Simon Burns: [00:00:00] Nicholas, thank you for joining us on First Inhuman.

Nicolas Tilmans: Thank you so much for the opportunity.

Simon Burns: You come from an interesting mix of both bio and computer science. You’re one of this new breed of tech bio founders. Tell us about your background. How did you get into the space?

Nicolas Tilmans: I’ve been interested in genetics from a very young age. At the time, I thought that was genetics, but it turns out that was biochemistry. I also loved computers. I taught myself how to program in high school in C and C++. When I was looking for colleges, I thought, maybe I should do this biochemistry thing.

I was interning at the NIH. The post-doc I was interning with said, “Hey, you should really look at this bioinformatic stuff that’s coming online, and maybe you want to do that.” And I thought, “All right, I’ll just add computer science. How hard can it be as a major?” I did both biochemistry and computer science as an undergrad then thought, “You can’t really answer questions as a bioinformatician. You get a lot of questions to answer, a lot of ideas, but you don’t actually answer what is the answer until you do an experiment.”

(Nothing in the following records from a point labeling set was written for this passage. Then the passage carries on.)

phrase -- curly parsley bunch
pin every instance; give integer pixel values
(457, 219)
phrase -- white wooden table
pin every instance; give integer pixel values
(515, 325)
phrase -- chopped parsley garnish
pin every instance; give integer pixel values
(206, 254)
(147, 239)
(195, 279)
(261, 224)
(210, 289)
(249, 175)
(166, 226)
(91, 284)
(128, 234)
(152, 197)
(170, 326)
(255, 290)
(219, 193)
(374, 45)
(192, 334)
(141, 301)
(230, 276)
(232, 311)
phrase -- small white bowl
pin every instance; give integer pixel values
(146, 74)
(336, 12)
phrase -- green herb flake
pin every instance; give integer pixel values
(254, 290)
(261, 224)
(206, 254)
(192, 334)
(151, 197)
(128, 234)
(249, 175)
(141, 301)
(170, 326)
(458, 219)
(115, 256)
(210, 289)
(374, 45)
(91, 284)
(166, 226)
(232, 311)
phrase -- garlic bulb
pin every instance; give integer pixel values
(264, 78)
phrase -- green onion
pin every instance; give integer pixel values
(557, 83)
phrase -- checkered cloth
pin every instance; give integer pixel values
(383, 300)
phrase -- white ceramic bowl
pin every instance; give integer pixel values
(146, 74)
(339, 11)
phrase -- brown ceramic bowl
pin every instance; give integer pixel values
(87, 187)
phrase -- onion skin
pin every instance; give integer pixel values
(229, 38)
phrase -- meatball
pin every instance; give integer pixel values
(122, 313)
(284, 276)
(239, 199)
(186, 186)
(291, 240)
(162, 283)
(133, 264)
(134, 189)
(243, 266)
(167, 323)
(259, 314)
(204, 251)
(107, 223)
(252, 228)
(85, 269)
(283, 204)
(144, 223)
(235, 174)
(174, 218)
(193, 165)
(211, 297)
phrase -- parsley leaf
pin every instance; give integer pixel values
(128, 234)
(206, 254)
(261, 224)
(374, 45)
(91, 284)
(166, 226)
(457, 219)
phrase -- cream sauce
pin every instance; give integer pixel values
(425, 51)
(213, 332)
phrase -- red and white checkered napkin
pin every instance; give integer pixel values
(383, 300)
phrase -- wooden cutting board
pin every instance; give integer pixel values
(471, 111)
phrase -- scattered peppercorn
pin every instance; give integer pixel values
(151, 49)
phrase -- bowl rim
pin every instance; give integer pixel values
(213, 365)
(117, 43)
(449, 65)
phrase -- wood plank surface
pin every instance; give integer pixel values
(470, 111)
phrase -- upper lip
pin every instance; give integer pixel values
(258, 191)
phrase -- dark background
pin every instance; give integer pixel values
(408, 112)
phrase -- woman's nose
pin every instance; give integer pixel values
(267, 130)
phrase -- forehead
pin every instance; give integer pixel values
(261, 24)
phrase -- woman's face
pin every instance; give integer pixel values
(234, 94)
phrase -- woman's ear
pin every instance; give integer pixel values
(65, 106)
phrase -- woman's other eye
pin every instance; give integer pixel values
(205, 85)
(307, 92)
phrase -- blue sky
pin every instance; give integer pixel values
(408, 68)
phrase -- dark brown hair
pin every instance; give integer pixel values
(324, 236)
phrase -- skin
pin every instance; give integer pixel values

So, I went to grad school for biochemistry at Stanford. I ended up getting drawn back into a technology approach. I love the idea of finding, and building new tools. I worked as a graduate student with Pehr Harbury working on a flavor of DNA encoded libraries that ended up eventually getting spun out into DICE. I was at the bench doing a lot of chemistry, and molecular biology in this complex DNA encoded library scheme. 

After that, I decided I didn’t want to be pipetting anymore. (laughs) I went back to computers as a data scientist. I worked at a couple different places. Eventually ended up running a data and machine learning engineering team at a small company called, Lumiata. Which dealt mostly with patient data, lots of insurance and EHR data. I was trying to harmonize and build models on that before starting this company in late 2019, early 2020. 

I’ve gone back and forth between the bench and the keyboard. My dream is to see projects where the computer can create new experiments that can generate novel computational solutions that there’s this virtuous cycle between the two. Anagenex is one of those places in particular because of the kinds of data sets that we generate, allow us to ask computational questions and then to design experiments that couldn’t be done otherwise. So that’s the grand vision how I got here and why I do it.

Simon Burns: Let’s drill into Anagenex. Your focus is taking a machine learning approach to love the work being done in the Dell, data encoded library space. Give us a sense of the opportunities are there for novel computational driven approaches in advancing therapeutics.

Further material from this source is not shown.